──野球は一瞬で勝負が決まる世界です。相葉さんが「この一瞬に集中」と思うのはどんなときですか。

 いつでも目の前のこと、今のことに集中するようにしていますよ。過去のことは考えても仕方がないし、先のことってなかなか難しいんですよね。刻一刻と世の中は変わっています。例えば携帯電話の進化ひとつとっても、10年前にこんな世の中になっていると誰も想像ができなかったと思いますし。先のことはわからないからこそ、どう臨機応変に対応していけるか。つまり、どれだけ今に集中できるかだと思うんですよね。

──では、将来の心配などはしないタイプですか?

 以前は、今後どうなるんだろう、と不安になることが多々ありましたけどね。例えば、2009年の、嵐が10周年を迎えたころには、嵐というグループがものすごい勢いで大きくなっていく感覚があって、そこに追いつくのに必死で、自分はなんとかぶら下がっているように感じていました。コンサート会場もどんどん大きくなり、その分お客さんもたくさん来ていただけるようになって、現場で感じるファンのみなさんの熱量も大きくなっていく。うれしい半面、不安でした。
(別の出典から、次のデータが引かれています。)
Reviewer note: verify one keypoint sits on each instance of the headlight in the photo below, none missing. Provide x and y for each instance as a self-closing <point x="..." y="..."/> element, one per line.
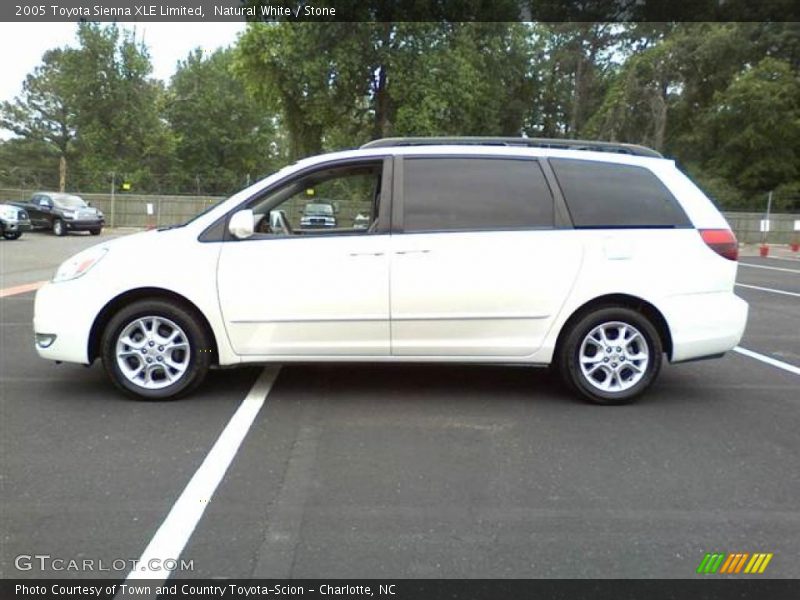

でも、あるときから、実力以上のことを求めても、それが成果につながるんじゃなくて、むしろ不安になるだけだと思えるようになったんです。だから今は、やれることをきちんと積み重ねることに集中していて、変に無理をしようと焦る気持ちはなくなりました。今夏の甲子園でも、一つひとつの試合やプレーに集中して、丁寧に伝えたいと思っています!